Referring to Fig. 2, the application also provides a kind of intelligent terminal 20, the intelligent terminal includes storage device 21 and processing
Device 22, the processor 22 is used to read and perform the routine data in storage device 21, and above any embodiment institute can be achieved
The stock trend forecasting method based on shot and long term Memory Neural Networks stated.
It should be noted that intelligent terminal 20 can be mobile phone, tablet personal computer or desktop computer, or server.
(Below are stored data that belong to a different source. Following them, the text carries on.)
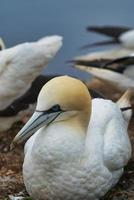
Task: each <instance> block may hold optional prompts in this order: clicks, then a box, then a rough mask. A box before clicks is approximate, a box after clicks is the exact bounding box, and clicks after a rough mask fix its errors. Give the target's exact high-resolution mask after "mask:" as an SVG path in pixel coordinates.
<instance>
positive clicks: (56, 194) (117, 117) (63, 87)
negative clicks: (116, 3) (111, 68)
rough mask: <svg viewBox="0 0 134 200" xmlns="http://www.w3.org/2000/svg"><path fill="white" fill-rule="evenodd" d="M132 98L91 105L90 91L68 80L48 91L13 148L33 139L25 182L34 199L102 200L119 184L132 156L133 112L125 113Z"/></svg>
mask: <svg viewBox="0 0 134 200" xmlns="http://www.w3.org/2000/svg"><path fill="white" fill-rule="evenodd" d="M130 96H131V95H130V92H127V93H126V94H125V95H124V96H123V97H122V98H121V99H120V101H119V102H118V104H116V103H114V102H112V101H110V100H104V99H93V100H91V96H90V94H89V92H88V90H87V88H86V86H85V85H84V84H83V83H82V82H81V81H80V80H78V79H75V78H72V77H68V76H61V77H56V78H54V79H51V80H50V81H49V82H47V83H46V85H45V86H43V88H42V89H41V92H40V94H39V96H38V101H37V106H36V110H35V112H34V114H33V115H32V117H31V118H30V120H29V121H28V122H27V123H26V125H25V126H24V127H23V128H22V129H21V130H20V132H19V133H18V134H17V136H16V137H15V138H14V140H13V144H12V147H13V146H14V145H16V144H19V143H22V142H23V141H26V140H28V141H27V142H26V144H25V158H24V164H23V178H24V183H25V186H26V189H27V191H28V193H29V194H30V195H31V197H32V198H33V199H34V200H45V199H48V200H52V199H55V200H63V199H64V200H72V199H73V200H81V199H85V200H98V199H99V198H100V197H101V196H103V195H104V194H105V193H106V192H107V191H108V190H109V189H110V188H111V187H113V186H114V185H115V184H116V183H117V182H118V180H119V178H120V177H121V175H122V173H123V168H124V166H125V165H126V164H127V162H128V160H129V159H130V157H131V145H130V140H129V137H128V134H127V127H128V122H129V120H130V117H131V110H128V111H127V112H126V113H127V114H125V112H124V113H122V111H121V110H120V107H122V106H123V107H124V106H129V105H130V102H129V98H130ZM29 137H30V138H29ZM28 138H29V139H28Z"/></svg>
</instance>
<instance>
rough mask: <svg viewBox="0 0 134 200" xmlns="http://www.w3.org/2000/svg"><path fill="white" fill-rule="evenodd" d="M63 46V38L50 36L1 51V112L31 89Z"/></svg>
mask: <svg viewBox="0 0 134 200" xmlns="http://www.w3.org/2000/svg"><path fill="white" fill-rule="evenodd" d="M61 46H62V37H61V36H49V37H44V38H42V39H40V40H38V41H37V42H30V43H28V42H27V43H23V44H19V45H17V46H15V47H12V48H8V49H4V50H2V51H0V109H1V110H2V109H4V108H6V107H7V106H8V105H9V104H11V103H12V102H13V101H14V100H15V99H16V98H18V97H20V96H21V95H22V94H24V93H25V91H27V90H28V88H30V86H31V83H32V81H33V80H34V79H35V78H36V77H37V76H38V75H39V74H40V73H41V71H42V69H43V68H44V67H45V66H46V65H47V64H48V62H49V61H50V60H51V59H52V58H53V57H54V56H55V54H56V53H57V51H58V50H59V49H60V48H61Z"/></svg>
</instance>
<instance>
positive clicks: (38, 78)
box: [0, 74, 106, 132]
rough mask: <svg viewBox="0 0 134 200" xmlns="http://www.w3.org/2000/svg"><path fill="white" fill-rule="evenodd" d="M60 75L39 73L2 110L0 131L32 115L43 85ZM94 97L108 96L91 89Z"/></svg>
mask: <svg viewBox="0 0 134 200" xmlns="http://www.w3.org/2000/svg"><path fill="white" fill-rule="evenodd" d="M56 76H59V75H56V74H55V75H43V74H41V75H39V76H37V77H36V78H35V80H34V81H33V82H32V84H31V87H30V88H29V89H28V90H27V91H26V92H25V93H24V94H23V95H22V96H20V97H18V98H16V99H15V100H14V101H13V102H12V103H11V104H10V105H8V106H7V107H6V108H4V109H2V110H0V132H3V131H6V130H8V129H10V128H11V127H12V125H13V124H14V123H15V122H17V121H23V118H24V117H25V116H27V117H30V116H31V115H32V113H33V111H34V110H35V106H36V103H37V97H38V95H39V92H40V90H41V88H42V87H43V85H45V84H46V83H47V82H48V81H49V80H51V79H52V78H54V77H56ZM89 91H90V93H91V96H92V98H106V97H105V96H104V95H103V94H102V93H101V92H99V91H98V90H94V89H89Z"/></svg>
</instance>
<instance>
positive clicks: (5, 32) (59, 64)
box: [0, 0, 134, 78]
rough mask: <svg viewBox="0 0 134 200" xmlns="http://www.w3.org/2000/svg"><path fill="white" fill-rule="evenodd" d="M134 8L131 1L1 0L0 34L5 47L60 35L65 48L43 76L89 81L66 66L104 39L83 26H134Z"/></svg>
mask: <svg viewBox="0 0 134 200" xmlns="http://www.w3.org/2000/svg"><path fill="white" fill-rule="evenodd" d="M133 8H134V1H132V0H127V1H125V0H112V1H108V0H100V1H99V0H92V1H91V0H72V1H69V0H68V1H67V0H57V1H56V0H55V1H54V0H22V1H21V0H11V1H9V0H0V25H1V26H0V35H1V36H2V37H3V38H4V40H5V42H6V45H7V47H10V46H13V45H16V44H18V43H21V42H25V41H32V40H36V39H38V38H40V37H43V36H44V35H52V34H59V35H62V36H63V38H64V41H63V42H64V45H63V47H62V49H61V50H60V52H59V53H58V55H57V56H56V58H55V59H54V60H53V61H52V62H51V64H49V66H48V68H47V69H46V70H45V71H44V73H47V74H52V73H53V74H54V73H57V74H68V75H73V76H76V77H79V78H88V77H89V75H87V73H84V72H80V71H78V70H76V69H73V68H71V67H70V66H69V65H68V64H66V61H67V60H70V59H72V58H73V57H74V56H76V55H81V54H84V53H87V52H89V51H95V50H96V49H93V48H92V49H90V50H85V51H80V50H79V48H80V47H81V46H82V45H83V44H87V43H91V42H94V41H98V40H101V39H104V38H103V37H102V36H99V35H97V34H94V33H87V32H86V30H85V27H86V26H87V25H109V24H110V25H126V26H130V27H134V12H133ZM97 50H99V48H97Z"/></svg>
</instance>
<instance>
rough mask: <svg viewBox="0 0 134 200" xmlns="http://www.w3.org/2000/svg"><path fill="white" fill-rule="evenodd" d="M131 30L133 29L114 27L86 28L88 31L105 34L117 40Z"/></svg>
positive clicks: (128, 27) (129, 27) (105, 34)
mask: <svg viewBox="0 0 134 200" xmlns="http://www.w3.org/2000/svg"><path fill="white" fill-rule="evenodd" d="M131 29H132V28H130V27H126V26H112V25H105V26H88V27H87V28H86V30H87V31H90V32H95V33H99V34H103V35H106V36H109V37H112V38H115V39H118V38H119V37H120V35H121V34H122V33H125V32H127V31H129V30H131Z"/></svg>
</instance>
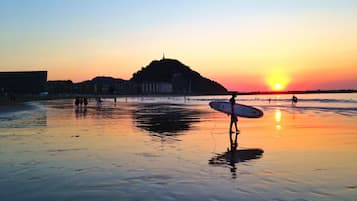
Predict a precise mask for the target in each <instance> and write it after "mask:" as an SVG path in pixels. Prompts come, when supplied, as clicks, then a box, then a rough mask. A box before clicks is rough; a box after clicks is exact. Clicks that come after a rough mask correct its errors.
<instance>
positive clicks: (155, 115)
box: [133, 103, 200, 136]
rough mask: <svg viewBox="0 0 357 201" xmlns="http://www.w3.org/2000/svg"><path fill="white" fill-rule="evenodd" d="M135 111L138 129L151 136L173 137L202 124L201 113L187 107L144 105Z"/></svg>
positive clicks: (144, 103)
mask: <svg viewBox="0 0 357 201" xmlns="http://www.w3.org/2000/svg"><path fill="white" fill-rule="evenodd" d="M137 107H138V109H137V110H135V111H133V120H134V123H135V125H136V126H137V127H138V128H141V129H144V130H146V131H148V132H149V133H151V134H159V135H161V136H172V135H177V134H180V133H182V132H184V131H188V130H190V129H191V128H192V125H193V124H194V123H197V122H200V112H199V111H196V110H194V109H192V108H189V107H187V105H186V106H185V105H180V104H168V103H165V104H162V103H144V104H139V105H138V106H137Z"/></svg>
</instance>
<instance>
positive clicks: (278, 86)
mask: <svg viewBox="0 0 357 201" xmlns="http://www.w3.org/2000/svg"><path fill="white" fill-rule="evenodd" d="M289 81H290V80H289V78H288V75H287V74H286V73H285V72H283V71H282V70H277V69H275V70H274V71H273V72H271V73H270V74H269V75H268V76H267V78H266V82H267V84H268V85H269V88H270V89H271V90H273V91H281V90H284V89H285V88H286V87H287V85H288V83H289Z"/></svg>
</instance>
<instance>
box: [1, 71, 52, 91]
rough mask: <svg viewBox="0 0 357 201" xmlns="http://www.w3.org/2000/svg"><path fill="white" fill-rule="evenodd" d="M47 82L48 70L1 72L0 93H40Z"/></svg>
mask: <svg viewBox="0 0 357 201" xmlns="http://www.w3.org/2000/svg"><path fill="white" fill-rule="evenodd" d="M46 83H47V71H19V72H0V94H38V93H41V92H45V91H46Z"/></svg>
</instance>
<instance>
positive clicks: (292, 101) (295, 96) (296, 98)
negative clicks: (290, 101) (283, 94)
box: [291, 95, 298, 105]
mask: <svg viewBox="0 0 357 201" xmlns="http://www.w3.org/2000/svg"><path fill="white" fill-rule="evenodd" d="M297 101H298V99H297V97H296V96H295V95H293V97H292V98H291V104H293V105H295V104H296V103H297Z"/></svg>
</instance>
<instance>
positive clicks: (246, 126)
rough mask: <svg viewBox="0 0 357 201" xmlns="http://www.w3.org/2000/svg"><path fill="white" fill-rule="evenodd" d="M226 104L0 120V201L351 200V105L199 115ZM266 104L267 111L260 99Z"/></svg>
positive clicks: (355, 143) (200, 101) (180, 98)
mask: <svg viewBox="0 0 357 201" xmlns="http://www.w3.org/2000/svg"><path fill="white" fill-rule="evenodd" d="M227 98H228V97H227V96H215V97H212V96H207V97H145V98H140V97H139V98H135V97H131V98H119V99H118V102H117V103H114V102H113V100H110V99H107V100H106V99H105V100H104V102H103V103H102V104H100V105H97V104H96V103H95V102H94V101H91V102H90V104H89V106H87V107H86V108H84V107H83V108H76V107H74V106H73V102H72V101H71V100H55V101H43V102H32V103H30V105H31V108H30V109H29V108H27V109H28V110H25V111H20V112H13V113H3V114H0V189H1V191H0V198H1V200H205V201H207V200H355V199H356V197H357V180H356V178H357V172H356V170H357V124H356V122H357V96H356V94H323V95H318V94H314V95H298V98H299V102H298V104H297V105H296V106H292V105H291V103H290V99H289V98H290V96H288V95H281V96H268V95H265V96H240V97H238V101H239V102H240V103H242V104H247V105H255V106H258V107H260V108H262V109H263V110H264V117H263V118H260V119H243V118H239V128H240V130H241V134H240V135H238V150H240V151H241V150H248V151H249V149H251V148H258V149H260V150H263V151H264V153H262V154H258V153H250V155H248V156H247V155H246V156H245V157H242V156H241V155H239V153H238V154H235V155H231V151H228V150H227V149H231V147H230V138H229V134H228V129H229V128H228V126H229V119H230V118H229V117H228V116H227V115H224V114H222V113H218V112H216V111H214V110H212V109H210V108H209V106H208V102H209V101H211V100H220V99H227ZM269 98H271V102H270V103H269V102H268V99H269Z"/></svg>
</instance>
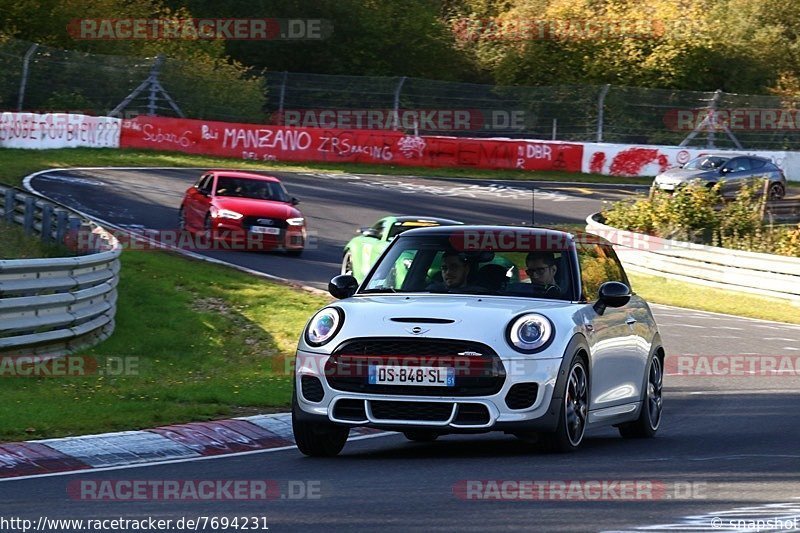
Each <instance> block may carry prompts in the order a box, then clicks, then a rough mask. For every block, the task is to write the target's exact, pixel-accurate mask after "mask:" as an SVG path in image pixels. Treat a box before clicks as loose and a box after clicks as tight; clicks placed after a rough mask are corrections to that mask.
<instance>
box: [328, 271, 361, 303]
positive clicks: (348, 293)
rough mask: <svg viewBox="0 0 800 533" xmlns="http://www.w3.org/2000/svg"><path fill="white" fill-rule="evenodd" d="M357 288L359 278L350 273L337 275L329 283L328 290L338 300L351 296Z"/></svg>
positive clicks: (332, 295)
mask: <svg viewBox="0 0 800 533" xmlns="http://www.w3.org/2000/svg"><path fill="white" fill-rule="evenodd" d="M357 289H358V280H357V279H356V278H355V277H353V276H351V275H350V274H342V275H340V276H336V277H335V278H333V279H332V280H331V281H330V282H329V283H328V292H329V293H331V296H333V297H334V298H336V299H338V300H341V299H343V298H350V297H351V296H352V295H354V294H355V293H356V290H357Z"/></svg>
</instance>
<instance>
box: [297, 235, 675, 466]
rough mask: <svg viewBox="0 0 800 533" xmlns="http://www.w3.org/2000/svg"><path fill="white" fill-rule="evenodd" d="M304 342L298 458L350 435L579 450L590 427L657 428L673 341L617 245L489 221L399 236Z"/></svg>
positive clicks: (341, 299)
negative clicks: (668, 362)
mask: <svg viewBox="0 0 800 533" xmlns="http://www.w3.org/2000/svg"><path fill="white" fill-rule="evenodd" d="M329 290H330V292H331V294H332V295H333V296H334V297H336V298H338V299H339V300H340V301H338V302H337V303H335V304H333V305H329V306H327V307H325V308H323V309H322V310H320V311H319V312H318V313H316V314H315V315H314V316H313V317H312V318H311V320H310V321H309V322H308V324H307V326H306V328H305V330H304V332H303V335H302V337H301V339H300V341H299V345H298V348H297V363H296V370H295V382H294V389H295V390H294V397H293V401H292V404H293V405H292V422H293V428H294V436H295V439H296V442H297V445H298V447H299V449H300V451H301V452H303V453H304V454H306V455H312V456H332V455H336V454H338V453H339V452H340V451H341V450H342V448H343V447H344V444H345V442H346V441H347V437H348V434H349V431H350V428H352V427H356V426H368V427H372V428H380V429H386V430H393V431H400V432H402V433H403V434H405V436H406V437H407V438H409V439H411V440H415V441H429V440H433V439H435V438H437V437H438V436H440V435H444V434H448V433H480V432H487V431H503V432H506V433H511V434H514V435H517V436H518V437H520V438H522V439H526V440H528V439H531V440H536V441H538V442H540V443H541V444H542V445H544V447H545V448H546V449H549V450H553V451H571V450H574V449H576V448H578V447H579V446H580V444H581V442H582V441H583V438H584V434H585V431H586V428H587V427H589V426H600V425H614V426H616V427H617V428H619V431H620V433H621V434H622V436H623V437H653V436H654V435H655V434H656V431H657V430H658V427H659V425H660V423H661V414H662V383H663V368H664V355H665V352H664V348H663V346H662V343H661V338H660V336H659V333H658V329H657V326H656V323H655V320H654V319H653V315H652V314H651V312H650V308H649V307H648V305H647V303H646V302H645V301H644V300H643V299H642V298H640V297H639V296H637V295H636V294H634V293H632V292H631V289H630V284H629V282H628V279H627V276H626V275H625V272H624V270H623V268H622V265H621V264H620V262H619V260H618V258H617V256H616V254H615V253H614V250H613V249H612V247H611V245H610V244H608V242H606V241H605V240H603V239H601V238H598V237H594V236H587V235H581V236H575V235H572V234H569V233H564V232H560V231H553V230H544V229H535V228H522V227H495V226H443V227H433V228H424V229H416V230H410V231H408V232H405V233H403V234H401V235H400V236H399V237H398V238H397V239H395V240H394V242H392V244H391V246H390V247H389V248H387V250H386V251H385V252H384V253H383V255H382V256H381V258H380V259H379V260H378V262H377V263H376V265H375V266H374V267H373V268H372V270H371V271H370V273H369V275H368V276H367V278H366V279H365V281H364V283H363V284H361V285H360V286H359V285H358V282H357V281H356V280H355V278H353V277H352V276H349V275H341V276H337V277H335V278H333V279H332V280H331V282H330V284H329Z"/></svg>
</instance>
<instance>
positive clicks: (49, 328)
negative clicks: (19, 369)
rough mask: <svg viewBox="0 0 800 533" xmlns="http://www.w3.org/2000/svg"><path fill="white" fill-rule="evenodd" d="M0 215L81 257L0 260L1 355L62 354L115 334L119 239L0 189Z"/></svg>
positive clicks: (53, 209)
mask: <svg viewBox="0 0 800 533" xmlns="http://www.w3.org/2000/svg"><path fill="white" fill-rule="evenodd" d="M0 199H2V204H0V218H2V220H3V221H5V222H7V223H16V224H20V225H22V226H23V228H25V231H26V232H27V233H29V234H36V235H39V236H40V238H41V239H42V241H43V242H49V243H58V244H64V245H67V246H69V247H70V248H74V249H80V247H81V246H80V242H85V243H89V244H90V248H89V249H87V250H85V252H86V253H85V254H84V255H79V256H75V257H59V258H52V259H0V353H14V354H17V355H31V354H36V355H63V354H66V353H69V352H73V351H75V350H78V349H80V348H85V347H88V346H92V345H94V344H96V343H98V342H100V341H102V340H104V339H106V338H107V337H108V336H110V335H111V333H112V332H113V331H114V314H115V312H116V301H117V289H116V287H117V283H118V281H119V269H120V263H119V257H120V254H121V253H122V247H121V246H120V244H119V242H118V241H117V239H116V238H115V237H114V236H113V235H112V234H110V233H108V232H107V231H105V230H104V229H103V228H101V227H100V226H98V225H96V224H95V223H94V222H92V221H90V220H88V219H86V218H85V217H83V216H82V215H80V214H79V213H76V212H74V211H72V210H70V209H68V208H66V207H64V206H61V205H58V204H56V203H54V202H51V201H49V200H46V199H44V198H42V197H39V196H36V195H33V194H31V193H28V192H25V191H22V190H19V189H15V188H12V187H7V186H3V185H0Z"/></svg>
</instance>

In addition, the storage device 21 of the present embodiment can be external, or be arranged in intelligent terminal 20, do not limit herein
It is fixed.
Above-mentioned stock trend forecasting method and intelligent terminal based on LSTM, by the way that historical data is divided into according to the time
Training dataset and test data set, carry out off-line model training, to be respectively trained to the training data of the training dataset
LSTM multiple neural network models, then, obtain training data for the pre- of multiple neural network models output after training
Measured value list, and the prediction value list and actual stock Trend value are compared, obtain multiple neutral nets to calculate
Shared weighted value when model is as built-up pattern, finally, using the test data of test data set to many in built-up pattern
Individual neural network model assessment prediction effect, when adjusting the multiple neural network model as built-up pattern according to prediction effect
Shared weighted value.The application is by way of built-up pattern, it is to avoid the simple forecast method error of single LSTM models is larger
And practicality it is relatively low the problem of, and pass through calculate adjustment built-up pattern weighted value, further improve prediction accuracy.This Shen
The degree of accuracy for stock trend prediction please can be improved, effectively reduces error, such as multi-party power is held to a certain extent
Shares changing tendency under the influence of amount.
In several embodiments provided herein, it should be understood that embodiments described above is only signal
Property, only a kind of division of logic function can have other dividing mode when actually realizing, for example some features can be neglected
Slightly, or do not perform.
Part that the technical scheme of the application substantially contributes to prior art in other words or the technical scheme
It can completely or partially be embodied in the form of software product, the computer software product is stored in a storage medium,
Including some instructions to cause a computer equipment (can be personal computer, server, or network equipment etc.) or
Processor (processor) performs all or part of step of each embodiment methods described of the application.And foregoing storage
Medium includes:USB flash disk, mobile hard disk, read-only storage (ROM, Read-Only Memory), random access memory (RAM,
Random Access Memory), magnetic disc or CD etc. are various can be with the medium of store program codes.
Embodiments herein is the foregoing is only, the scope of the claims of the application is not thereby limited, it is every to utilize this Shen
Please the equivalent structure made of specification and accompanying drawing content or equivalent flow conversion, or be directly or indirectly used in other related skills
Art field, is similarly included in the scope of patent protection of the application.